Stocks closed out a solid first quarter with a modest decline Friday
despite lower oil prices and a round of temperate economic data that
mitigated concerns about inflation and higher interest rates. The
major indexes finished mixed for the week, but were higher for the
month and the quarter. Crude Oil futures pulled back as investors
took profits following several days of sharp gains on concerns about
political instability overseas. A barrel of light crude fell 52
cents to settle at $66.63 on the New York Mercantile Exchange.The
Dow Jones industrial average dropped 41.38, or 0.37 percent, to
11,109.32. The broader stock indicators were also lower.
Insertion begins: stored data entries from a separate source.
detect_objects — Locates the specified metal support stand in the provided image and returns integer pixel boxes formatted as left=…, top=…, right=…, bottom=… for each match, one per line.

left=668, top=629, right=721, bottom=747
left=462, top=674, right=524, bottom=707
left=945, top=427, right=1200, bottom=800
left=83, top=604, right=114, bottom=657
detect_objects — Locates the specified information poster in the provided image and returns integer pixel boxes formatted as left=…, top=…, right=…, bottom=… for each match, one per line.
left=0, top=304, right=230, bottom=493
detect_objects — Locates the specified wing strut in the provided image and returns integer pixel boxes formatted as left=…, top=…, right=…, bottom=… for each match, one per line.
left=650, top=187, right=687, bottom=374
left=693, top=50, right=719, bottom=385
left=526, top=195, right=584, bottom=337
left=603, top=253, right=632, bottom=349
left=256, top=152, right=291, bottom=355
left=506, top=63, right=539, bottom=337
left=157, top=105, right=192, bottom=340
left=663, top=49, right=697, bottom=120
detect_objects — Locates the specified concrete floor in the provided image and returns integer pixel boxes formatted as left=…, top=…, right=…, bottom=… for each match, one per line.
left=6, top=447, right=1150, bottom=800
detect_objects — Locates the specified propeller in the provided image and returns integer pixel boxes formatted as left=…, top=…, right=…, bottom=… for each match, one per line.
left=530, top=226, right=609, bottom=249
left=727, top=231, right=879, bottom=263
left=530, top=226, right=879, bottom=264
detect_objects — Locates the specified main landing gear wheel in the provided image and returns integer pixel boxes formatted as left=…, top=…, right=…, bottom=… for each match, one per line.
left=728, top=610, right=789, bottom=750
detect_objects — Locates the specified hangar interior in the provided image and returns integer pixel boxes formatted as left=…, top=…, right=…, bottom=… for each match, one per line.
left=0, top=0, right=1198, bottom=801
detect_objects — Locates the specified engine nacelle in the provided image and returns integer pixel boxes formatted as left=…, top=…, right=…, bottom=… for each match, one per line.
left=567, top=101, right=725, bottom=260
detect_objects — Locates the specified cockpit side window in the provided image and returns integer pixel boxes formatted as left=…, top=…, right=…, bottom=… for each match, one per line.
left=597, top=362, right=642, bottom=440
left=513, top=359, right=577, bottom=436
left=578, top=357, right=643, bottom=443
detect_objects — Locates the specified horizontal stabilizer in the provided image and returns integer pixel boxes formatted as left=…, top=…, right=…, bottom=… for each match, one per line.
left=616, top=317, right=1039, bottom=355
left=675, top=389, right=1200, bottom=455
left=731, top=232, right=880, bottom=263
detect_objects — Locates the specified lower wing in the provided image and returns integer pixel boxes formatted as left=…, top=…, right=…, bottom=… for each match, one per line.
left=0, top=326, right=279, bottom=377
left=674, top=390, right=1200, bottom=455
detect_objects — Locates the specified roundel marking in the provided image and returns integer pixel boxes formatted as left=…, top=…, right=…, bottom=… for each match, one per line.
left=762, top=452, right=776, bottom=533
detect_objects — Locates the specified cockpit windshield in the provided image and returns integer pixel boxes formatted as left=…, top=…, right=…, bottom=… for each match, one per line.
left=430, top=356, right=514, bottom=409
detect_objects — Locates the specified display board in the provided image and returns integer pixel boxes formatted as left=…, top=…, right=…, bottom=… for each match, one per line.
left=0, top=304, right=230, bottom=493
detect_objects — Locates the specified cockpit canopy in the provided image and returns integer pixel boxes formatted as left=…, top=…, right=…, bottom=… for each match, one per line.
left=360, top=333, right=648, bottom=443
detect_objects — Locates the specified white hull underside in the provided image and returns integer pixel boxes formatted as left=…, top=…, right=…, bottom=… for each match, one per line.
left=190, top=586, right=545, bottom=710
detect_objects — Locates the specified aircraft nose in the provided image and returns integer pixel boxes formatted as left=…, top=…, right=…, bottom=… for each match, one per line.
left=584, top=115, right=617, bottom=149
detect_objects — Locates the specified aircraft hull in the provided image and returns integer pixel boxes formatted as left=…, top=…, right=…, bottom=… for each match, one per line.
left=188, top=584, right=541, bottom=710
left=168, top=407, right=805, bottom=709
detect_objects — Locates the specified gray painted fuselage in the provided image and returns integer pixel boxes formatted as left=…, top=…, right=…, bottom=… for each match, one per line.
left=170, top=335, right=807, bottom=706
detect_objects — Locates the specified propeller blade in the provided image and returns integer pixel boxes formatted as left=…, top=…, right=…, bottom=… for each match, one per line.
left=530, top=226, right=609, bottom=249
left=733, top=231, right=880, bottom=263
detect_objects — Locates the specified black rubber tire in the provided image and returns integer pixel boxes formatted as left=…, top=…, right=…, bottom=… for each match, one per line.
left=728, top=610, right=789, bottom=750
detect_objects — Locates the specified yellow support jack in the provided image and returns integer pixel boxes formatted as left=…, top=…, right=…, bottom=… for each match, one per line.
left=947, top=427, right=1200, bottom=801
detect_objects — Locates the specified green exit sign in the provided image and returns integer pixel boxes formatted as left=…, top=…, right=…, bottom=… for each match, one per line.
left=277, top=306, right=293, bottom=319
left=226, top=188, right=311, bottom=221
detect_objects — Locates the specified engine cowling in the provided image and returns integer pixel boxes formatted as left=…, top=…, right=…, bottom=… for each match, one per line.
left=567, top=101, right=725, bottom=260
The
Standard & Poor's 500 index fell 5.42, or 0.42 percent, to 1,294.83;
the Nasdaq composite index dropped 1.03, or 0.04 percent, to
2,339.79, after reaching a five-year high the day before.
Despite suffering sharp losses this week, the major indexes ended
with modest gains for the month of March, giving them their best
first-quarter performances in several years. For the week, the Dow
lost 170 points or 1.51 percent and the S&P 500 dropped 0.62
percent, while the Nasdaq surged 1.17 percent. But in March, the Dow
rose 1.05 percent, the S&P 500 added 1.11 percent and the Nasdaq
climbed 2.56 percent. For the quarter, the Dow gained 3.66 percent,
the S&P 500 rose 3.73 percent and the Nasdaq is 6.1 percent higher.